DETROIT -- Last week, Mark Reuss delivered some good news to his boss, General Motors CEO Dan Akerson: GM was about to report more than 25,000 Chevrolet Cruze sales for April. Retail sales of 18,470 nearly tripled the number of Chevy Cobalts -- the Cruze's predecessor -- that GM sold in April 2010.
As GM's president of North America and a company lifer, Reuss is getting used to the idea that a market shift from big vehicles to cars can actually be a good thing for GM.
"I've never been in our company where we've had car momentum like this," Reuss told Automotive News last week. "It's always been trucks, trucks, trucks."

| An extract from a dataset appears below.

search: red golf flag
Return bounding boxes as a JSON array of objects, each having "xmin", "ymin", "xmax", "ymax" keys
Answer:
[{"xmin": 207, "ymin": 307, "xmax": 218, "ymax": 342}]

That's changing. Customers are looking to smaller cars as gasoline prices top $4 a gallon. Now GM has a competitive small car, and more are on the way.

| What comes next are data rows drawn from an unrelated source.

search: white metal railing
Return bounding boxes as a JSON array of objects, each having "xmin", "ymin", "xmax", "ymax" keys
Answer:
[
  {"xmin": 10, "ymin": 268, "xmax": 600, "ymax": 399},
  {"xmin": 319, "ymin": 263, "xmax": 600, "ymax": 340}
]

GM's car sales soared 48 percent last month, against a 2 percent increase for its full-sized pickups. GM's overall April sales rose 27 percent, vs. the industry's 18 percent increase.
Vehicle shortages stemming from the March 11 earthquake and tsunami in Japan are expected to open a window for GM to penetrate the car market further.

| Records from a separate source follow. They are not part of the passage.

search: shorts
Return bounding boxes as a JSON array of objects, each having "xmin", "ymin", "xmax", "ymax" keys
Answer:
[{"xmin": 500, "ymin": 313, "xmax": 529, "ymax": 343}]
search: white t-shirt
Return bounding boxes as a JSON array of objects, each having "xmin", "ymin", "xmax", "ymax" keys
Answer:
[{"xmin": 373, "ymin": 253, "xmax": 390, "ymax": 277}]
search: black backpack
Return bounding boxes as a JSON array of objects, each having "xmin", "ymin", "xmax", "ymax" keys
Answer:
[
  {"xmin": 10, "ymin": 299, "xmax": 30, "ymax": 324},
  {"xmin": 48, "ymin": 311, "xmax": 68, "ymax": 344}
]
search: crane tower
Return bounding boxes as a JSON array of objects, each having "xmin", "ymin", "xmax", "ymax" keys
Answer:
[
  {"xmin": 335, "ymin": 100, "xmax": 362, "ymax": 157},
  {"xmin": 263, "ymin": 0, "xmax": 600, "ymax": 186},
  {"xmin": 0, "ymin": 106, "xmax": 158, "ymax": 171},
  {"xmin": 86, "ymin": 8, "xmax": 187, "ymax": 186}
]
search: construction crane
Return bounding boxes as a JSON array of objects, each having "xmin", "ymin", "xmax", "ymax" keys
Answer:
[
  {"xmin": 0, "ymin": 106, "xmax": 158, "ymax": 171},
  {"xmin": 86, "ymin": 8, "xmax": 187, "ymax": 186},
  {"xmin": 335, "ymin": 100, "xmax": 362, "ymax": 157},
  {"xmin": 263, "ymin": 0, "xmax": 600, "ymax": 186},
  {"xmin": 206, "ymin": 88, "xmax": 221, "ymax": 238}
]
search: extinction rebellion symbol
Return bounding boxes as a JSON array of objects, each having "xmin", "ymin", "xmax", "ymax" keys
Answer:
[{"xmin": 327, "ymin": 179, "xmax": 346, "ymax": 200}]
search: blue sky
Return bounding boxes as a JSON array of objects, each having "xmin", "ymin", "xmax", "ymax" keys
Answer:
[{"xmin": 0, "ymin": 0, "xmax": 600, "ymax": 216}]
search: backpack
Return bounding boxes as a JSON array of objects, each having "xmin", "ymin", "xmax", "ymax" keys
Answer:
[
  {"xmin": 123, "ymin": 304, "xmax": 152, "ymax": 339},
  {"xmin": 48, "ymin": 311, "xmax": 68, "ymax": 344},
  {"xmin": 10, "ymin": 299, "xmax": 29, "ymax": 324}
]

Reuss says GM has not increased output to take advantage of rivals' capacity constraints. But he concedes that, "just by the math," there is an opening to attract new customers.
"It's sort of a once-in-a-lifetime opportunity for us, I think, to get people into our cars and trucks," Reuss said.
But that would require enough capacity for GM to handle higher demand.
The Lordstown, Ohio, assembly plant that makes the Cruze already is running three shifts. Reuss said GM has "a lot of agility and flexibility in the United States" to boost Cruze production if needed.
Asked if GM would consider pulling forward the launch of the Chevrolet Sonic subcompact, now scheduled for the fourth quarter, Reuss said GM won't jeopardize quality for a few extra months of sales.
But, he said: "There's always a chance, in extraordinary times."